Miss ratio = 6/16=0.375

- (Q6) A processor runs at 2 GHz and has a CPI=1.4 for a perfect cache (i.e. without including the stall cycles due to cache misses). Assume that load and store instructions are 15% of the instructions. The processor has an I-cache with a 4% miss rate and a D-cache with 6% miss rate. The hit time is 1 clock cycle. Assume that the time required to transfer a block of data from the RAM to the cache, i.e. miss penalty, is 40 ns.
  - (i) What is the number of stall cycles per instruction and the overall CPI?

```
Miss penalty in clock cycles = 40 * 10^{-9} * 2 * 10^{9} = 80
Number of stall cycles per instruction = 0.04 * 80 + 0.15 * 0.06 * 80 = 3.2+0.72=3.92
Overall CPI = 1.4 + 3.92 = 5.32
```

(ii) What is the average memory access time (AMAT) in ns?

```
No of memory accesses = I + 0.15*I=I*(1+0.15)=1.15*I
Access Time = 1*I + 0.04*I*80 + 0.15*I + 0.15*I*0.06*80=
I*(1+0.15+(0.04+.15*.06)*80)=5.07*I
AMAT = Access Time / No of memory accesses = 5.07*I/1.15*I=4.409 clock cycles = 4.409*0.5*I=2.2 ns
```

(iii) Discuss how you can reduce the AMAT.
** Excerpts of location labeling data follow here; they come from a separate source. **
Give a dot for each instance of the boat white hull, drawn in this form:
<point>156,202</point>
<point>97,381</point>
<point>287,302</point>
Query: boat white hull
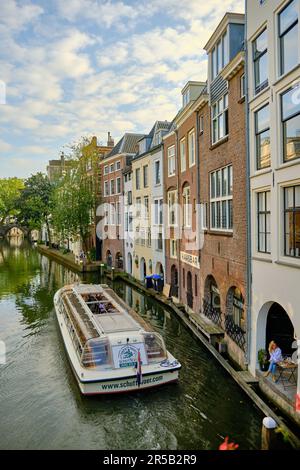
<point>93,382</point>
<point>127,385</point>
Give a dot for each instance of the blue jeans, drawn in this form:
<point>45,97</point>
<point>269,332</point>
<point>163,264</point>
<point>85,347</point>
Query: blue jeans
<point>272,367</point>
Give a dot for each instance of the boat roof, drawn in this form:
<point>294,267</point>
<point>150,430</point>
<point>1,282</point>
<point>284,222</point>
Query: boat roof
<point>117,321</point>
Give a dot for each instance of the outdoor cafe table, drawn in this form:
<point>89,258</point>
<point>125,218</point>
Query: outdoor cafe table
<point>287,373</point>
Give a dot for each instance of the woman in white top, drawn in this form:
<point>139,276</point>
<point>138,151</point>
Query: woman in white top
<point>275,357</point>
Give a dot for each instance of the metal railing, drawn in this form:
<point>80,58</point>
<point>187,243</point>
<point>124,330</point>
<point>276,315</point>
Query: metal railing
<point>212,313</point>
<point>235,332</point>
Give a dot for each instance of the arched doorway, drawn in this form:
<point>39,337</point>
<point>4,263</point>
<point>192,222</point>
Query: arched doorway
<point>235,322</point>
<point>189,289</point>
<point>280,329</point>
<point>143,269</point>
<point>129,263</point>
<point>119,260</point>
<point>174,282</point>
<point>212,300</point>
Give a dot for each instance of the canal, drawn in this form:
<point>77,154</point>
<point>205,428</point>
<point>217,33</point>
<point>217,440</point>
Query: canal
<point>41,407</point>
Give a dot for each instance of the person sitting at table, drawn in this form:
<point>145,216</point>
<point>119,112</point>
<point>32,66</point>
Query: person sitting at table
<point>275,357</point>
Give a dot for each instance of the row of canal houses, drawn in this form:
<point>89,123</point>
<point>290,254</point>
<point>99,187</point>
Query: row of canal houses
<point>211,201</point>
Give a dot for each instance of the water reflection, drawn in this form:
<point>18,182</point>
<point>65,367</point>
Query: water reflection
<point>40,404</point>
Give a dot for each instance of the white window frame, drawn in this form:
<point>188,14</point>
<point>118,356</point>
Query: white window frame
<point>118,179</point>
<point>218,114</point>
<point>171,160</point>
<point>106,188</point>
<point>112,193</point>
<point>192,148</point>
<point>157,181</point>
<point>183,154</point>
<point>219,200</point>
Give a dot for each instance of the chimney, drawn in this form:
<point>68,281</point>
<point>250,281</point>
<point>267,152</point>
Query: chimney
<point>110,141</point>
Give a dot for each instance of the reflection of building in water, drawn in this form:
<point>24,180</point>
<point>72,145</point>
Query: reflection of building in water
<point>15,232</point>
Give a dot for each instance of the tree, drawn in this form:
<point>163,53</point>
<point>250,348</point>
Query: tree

The AMAT can be reduced by reducing the hit time, the miss rate and the miss penalty. The hit time can be reduced by using small and simple caches. The miss rate can be reduced by using larger cache size, higher associativity, and larger block size. The miss penalty can be reduced using a second level cache and also using memory interleaving in transferring the data between the RAM and cache.